Content
- Introduction
- How terminals and cash registers work
- Can a terminal be used without a cash register?
- Mandatory use of cash registers/payment terminalsusinesses react to the changes?
- Is it mandatory to connect a cash register to a payment terminal from March 1, 2025?
- Can a terminal be used without a cash register in a simplified system for sole proprietors?
- What is the difference between working with cash and cards?
- Liability for violations
Customers are used to paying by card anywhere — in a store, café, or even at the market. To make this possible, businesses install payment terminals. But can you use them without a cash register? It’s not that simple: it involves legislation, tax reporting, and business risks.
At the same time, a question arises that concerns many: is it possible to work with a terminal without a cash register, and is it necessary to combine them?
How terminals and cash registers work
To understand the requirements of the law, it is first necessary to distinguish between the functions of the two devices:
- A payment terminal accepts card payments, reads data, performs authorization, and debits funds from the customer’s account.
- A regular or software cash register (cash register) fiscalizes the sale, i.e., creates a fiscal receipt that displays information about the transaction.
The terminal does not generate a fiscal receipt; it only conducts the transaction. Therefore, without a connection to a cash register, the transaction is legally considered incomplete.
Can a terminal be used without a cash register?
No, it cannot. If an entrepreneur accepts payment via a payment terminal, they must use a cash register or software cash register. This is because a payment transaction made via a payment terminal requires fiscalization.
Mandatory use of cash registers/payment terminals
There are certain exceptions when cash registers/payment terminals are not mandatory, for example, for sole proprietors in the first group of the single tax who:
- trade exclusively in villages,
- do not exceed income limits,
- do not trade remotely,
- do not sell excisable goods.
However, if such entrepreneurs use a payment terminal, they are also required to use RRO/PRRO.
Is it mandatory to connect a cash register to a payment terminal from March 1, 2025?

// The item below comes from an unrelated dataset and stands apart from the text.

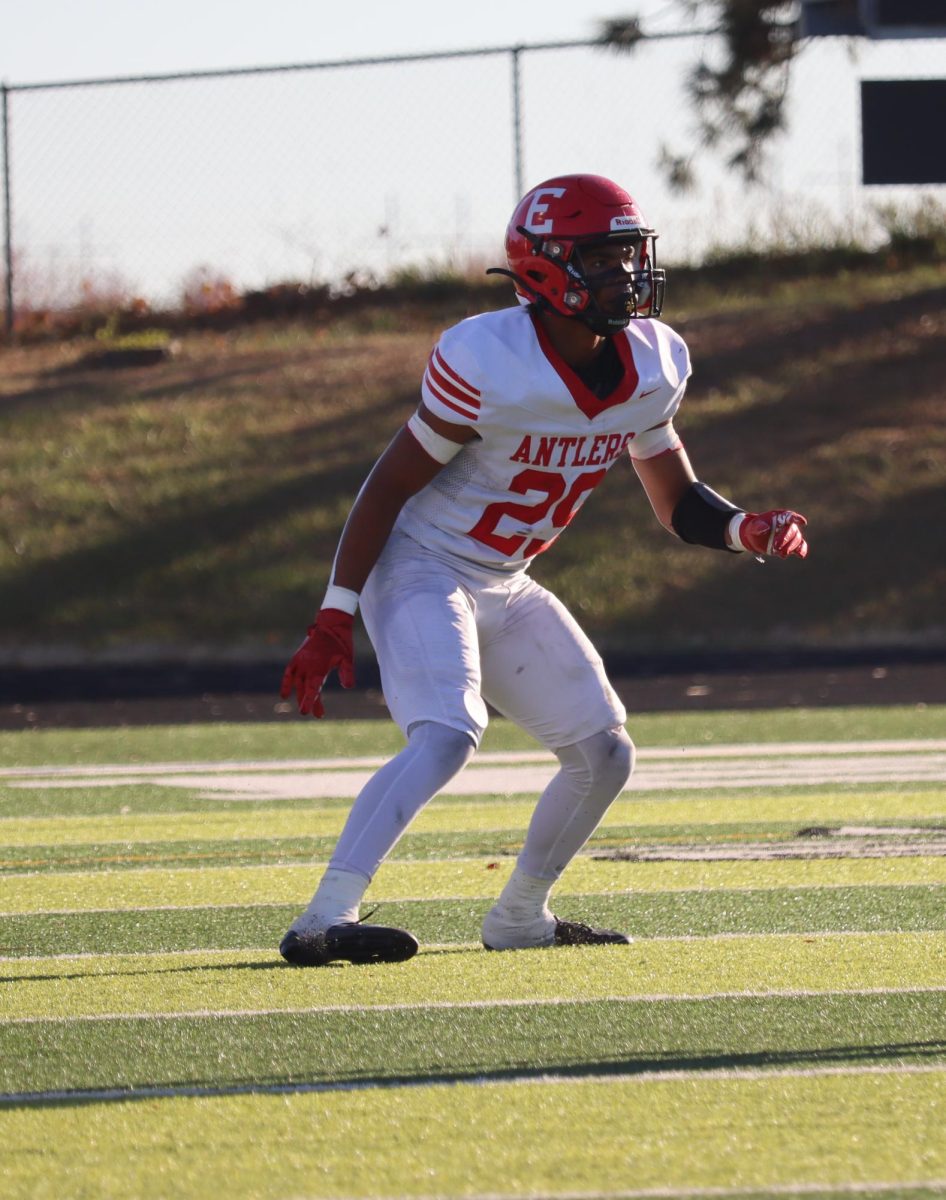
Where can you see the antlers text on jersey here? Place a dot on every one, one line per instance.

No, there is no such obligation. Current legislation does not require connecting or combining a cash register (CR or PR) with a POS terminal.
The changes made by Order of the Ministry of Finance No. 601 of November 22, 2024, to Regulation No. 13 also did not introduce such a rule.
On the contrary, the updated rules allow for a clear distinction between the concepts of which terminal is considered “connected” to the RRO and which is considered “combined.” This is important because previously, vague wording led to many disputes during inspections.
The legislation introduced two important terms related to payment terminals:
- A connected terminal is a separate device or program that interacts with each other through data exchange.
- A combined terminal is a single device or program that performs both functions simultaneously.
In addition, paragraph 4 of Section II of Regulation No. 13 stipulates that fiscal and expenditure receipts (lines 12–17) must contain information about payments made using a payment card through a terminal that is connected or combined with a cash register/payment terminal.
The tax service also confirms that the law does not establish a requirement to connect cash registers/payment terminals to POS terminals.
Can a terminal be used without a cash register in a simplified system for sole proprietors?
This question most often arises for sole proprietors on a single tax. Indeed, the law allows certain categories of sole proprietors to operate without a cash register under certain conditions (for example, a small amount of income or specific types of activities). But if an entrepreneur installs a terminal, card payments are still treated as settlement transactions.
Therefore, even sole proprietors under the simplified taxation system must use a cash register or cash register software when accepting card payments.
What is the difference between working with cash and cards?
At first glance, it seems that cash is more difficult to control, and non-cash transactions are already visible at the bank. But the law makes no distinction: both cash and card payments are settlement transactions that must go through a cash register. The bank only transfers funds, but does not perform fiscalization.
Liability for violations
Businesses face fines not only when a fiscal receipt is completely missing. Any deviation from the established rules for conducting settlement transactions is considered a violation. The tax authorities check not only the fact of issuing a receipt, but also its correctness and authenticity.
The most common situations that may result in penalties are:
- payment without a registered cash register or payment terminal, regardless of whether it is cash or card;
- errors in the amount indicated on the receipt;
- absence or inaccuracy of mandatory details (date, time, fiscal number, name of the product, etc.);
- failure to issue a receipt to the buyer, both in printed and electronic form.
The first violation may result in a fine of 100% of the transaction amount, and a repeat violation may result in a fine of 150% or more. This makes experiments with “savings” on cash registers unprofitable.
Using a payment terminal without a cash register is not a “loophole” in the law, but a violation that can result in significant fines for the business. The terminal and the cash register perform different functions: one conducts the transaction, the other fiscalizes the payment. Therefore, they do not replace each other, but complement each other.